Five of O’Neill’s six years as a minister were spent at the Department of Agriculture – a gift of a portfolio. Brussels devises and funds most policies, while the Belfast-based media is just urban enough not to care. Her only work of note was decentralising the department, a project still years from completion yet already shaping up to be an expensive fiasco.

Foster and O'Neill both owe a great deal of their rise to a patron. Former DUP leader Peter Robinson pushed Foster as his successor, letting her hold up cardboard numbers while she waited in the wings. O'Neill was chosen for her latest role by Gerry Adams, in what the Sinn Féin president has admitted was a decree.

Matching one lacklustre first minister with another will not in itself rebalance Stormont – the DUP has even less respect for O’Neill than for her predecessor Martin McGuinness. Sinn Féin’s next move is knocking Foster off the scales altogether.

Two weeks ago, O’Neill said her party will not return to the executive until the DUP leader has been cleared by the heating scheme inquiry – a process scheduled to take six months, although it could easily take a year.

Any return before that will require the DUP to nominate another person to the first or deputy first minister’s role.

O’Neill added this was Sinn Féin’s only red-line issue in talks – something she would not even be drawn to say about the totemic issue of an Irish language Act.

London rule

The aggressiveness of this position has been strangely under-analysed. Perhaps people find it hard to believe. Nevertheless, it is crystal clear – Sinn Féin’s price for returning to Stormont within a realistic time frame is Foster’s head. If the DUP will not oblige, republicans would rather stomach direct rule from London, which is inevitable if devolution is interrupted for more than a couple of months.

Foster’s performance in the election campaign has been lamentable – she is struggling to cope with the implosion of her authority. As the message sinks in that Sinn Féin’s red line is serious, speculation has begun on the DUP leader’s replacement – an idea unthinkable a few weeks ago.

Robinson led the DUP by managing its factions rather than healing its divisions. Foster had no time to address that legacy before the shock of the heating scheme fallout piled on more internal stress. As a result, she still has only one obvious successor – the party's senior MP, Nigel Dodds. But Dodds does not want the job. He ruled himself out when Robinson retired 15 months ago, giving Foster an unopposed run.

Dodds is thought to have two objections to being leader – he is happy at Westminster, and he is unhappy working with Sinn Féin, due to an IRA attempt on his life while visiting his son at a children’s hospital.

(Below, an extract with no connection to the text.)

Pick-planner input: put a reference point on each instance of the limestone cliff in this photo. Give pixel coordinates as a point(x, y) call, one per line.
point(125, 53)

Before Dodds withdrew his name, it was believed he might accept the post of party leader if he could remain in London, with a lesser figure serving under him as Stormont leader. Now that Foster is wobbling, that notion has resurfaced.

Double-leadership

Even if Dodds excuses himself again, some kind of double-leadership will be required to get around Sinn Féin’s block on Foster, with a lesser figure in the Stormont post to save face – and that is how equilibrium would be restored.

Sinn Féin has always separated the Stormont and party leadership roles – Adams has never been a Northern minister, and since 2011 he has led from the Dáil, his party’s preferred national parliament.

With O’Neill’s appointment, Adams signalled a further downgrading of the transitional partitionist assembly – one the DUP will have to match if it wants back into office this year, or maybe at all.

The republican grassroots has grown restless at Stormont’s mere existence, angered by what it sees as unionist contempt. It will be easier for Sinn Féin to return to an institution it has humbled, by rebalancing it at a lower level, than to secure meaningful respect from the DUP.

That leaves 68-year-old Adams free to focus on becoming tánaiste. Keeping him in balance there is somebody else’s problem.